Many broadband innovations could help people get and stay healthier, Chris Gibbons, FCC distinguished scholar in residence, said Friday in an agency blog post. Gibbons highlighted wearables, like watches that track pulse rate and other vital signs. “Beyond medical monitoring, such wearables may also help improve athletic performance, track fitness goals or help prevent dangerous falls in the elderly,” he wrote. Gibbons mentioned “ingestibles,” including smart pills that use wireless technology to help monitor internal reactions to medications. Digital “embeddables” also offer a bright future, he said. “In the future, embeddables may use nanotechnology and be so tiny that doctors would simply ‘inject’ them into our bodies. Some promising applications in this area could help diabetes patients monitor their blood sugar levels reliably and automatically, without the need to prick their fingers or otherwise draw blood.”

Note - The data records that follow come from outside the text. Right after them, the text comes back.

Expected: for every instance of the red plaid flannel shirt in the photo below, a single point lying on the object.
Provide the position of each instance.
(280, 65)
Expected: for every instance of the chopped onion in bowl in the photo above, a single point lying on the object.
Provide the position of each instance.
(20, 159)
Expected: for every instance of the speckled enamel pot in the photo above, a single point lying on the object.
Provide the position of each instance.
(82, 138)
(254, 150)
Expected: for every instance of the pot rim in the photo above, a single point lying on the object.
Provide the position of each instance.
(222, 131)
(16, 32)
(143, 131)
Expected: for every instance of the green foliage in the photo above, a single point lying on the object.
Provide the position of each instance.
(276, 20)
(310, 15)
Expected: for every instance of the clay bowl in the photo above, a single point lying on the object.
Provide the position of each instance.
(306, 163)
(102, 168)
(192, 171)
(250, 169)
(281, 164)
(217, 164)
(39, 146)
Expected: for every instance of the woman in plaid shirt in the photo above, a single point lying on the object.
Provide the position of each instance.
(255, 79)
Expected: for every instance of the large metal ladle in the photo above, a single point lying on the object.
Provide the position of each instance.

Comment is sought on the Alliance of Rural Broadband Applicants’ Jan. 27 petition for a waiver from letter of credit requirements to receive rural broadband experiment funding, the FCC Wireless Bureau said in a public notice Friday in docket 10-90. Oppositions are due Feb. 6, replies Feb. 13. The alliance represents 40 percent of the experiment’s funding and 60 percent of the census blocks to be served, said the waiver request. FCC requirements that applicants maintain a letter of credit for 100 percent of the funding over the course of the 10-year funding period are “extremely burdensome,” the alliance said. It said the 10-year period is “too long for banks.” Because banks require cash collateral equal to 100 percent of the letter of credit, the alliance said the requirement would “tie up much-needed capital” that can't be used for “network build-out, equipment, maintenance, acquisitions or other assets to enhance and expand broadband deployment.”

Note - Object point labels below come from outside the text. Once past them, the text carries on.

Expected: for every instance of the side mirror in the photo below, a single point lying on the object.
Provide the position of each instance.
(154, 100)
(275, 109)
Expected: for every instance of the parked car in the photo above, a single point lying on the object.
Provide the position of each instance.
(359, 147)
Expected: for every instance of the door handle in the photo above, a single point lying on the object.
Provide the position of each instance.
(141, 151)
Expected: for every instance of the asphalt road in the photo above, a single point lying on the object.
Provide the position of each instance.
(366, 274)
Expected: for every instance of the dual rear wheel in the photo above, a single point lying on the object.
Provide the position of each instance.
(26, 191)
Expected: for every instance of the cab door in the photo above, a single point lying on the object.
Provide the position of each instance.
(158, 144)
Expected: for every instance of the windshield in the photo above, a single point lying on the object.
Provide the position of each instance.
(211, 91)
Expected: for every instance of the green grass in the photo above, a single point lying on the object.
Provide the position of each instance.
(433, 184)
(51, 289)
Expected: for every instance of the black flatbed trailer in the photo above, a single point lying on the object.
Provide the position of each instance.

Craig Brittain, creator of an alleged “revenge porn” website, isanybodydown.com, is banned from publicly sharing nude videos or photographs of people without obtaining consent, as part of a settlement announced Thursday with the FTC. Brittain also agreed to destroy the images and personal contact information he collected for more than 1,000 individuals while he ran the site. “The illegally collected images and information will be deleted, and this individual can never return to the so-called ‘revenge porn’ business,” FTC Consumer Protection Bureau Director Jessica Rich said. Brittain obtained many of the images by posing as a woman on Craigslist and offering nude photos to women in exchange for nude photos of the women, the agency said. He asked viewers of his site to “anonymously submit nude photos of people,” the FTC complaint said. Photos posted included personal information about the people in the photos such as their full name, town and state, phone number and Facebook profile. Women who discovered their photos and information were posted on the site and contacted Brittain to remove the information were ignored or asked to pay between $200 and $500 for the removal of the images and content, the complaint said. The commission voted unanimously in favor of the proposed consent order. A description of the agreement will be available for comment until March 2.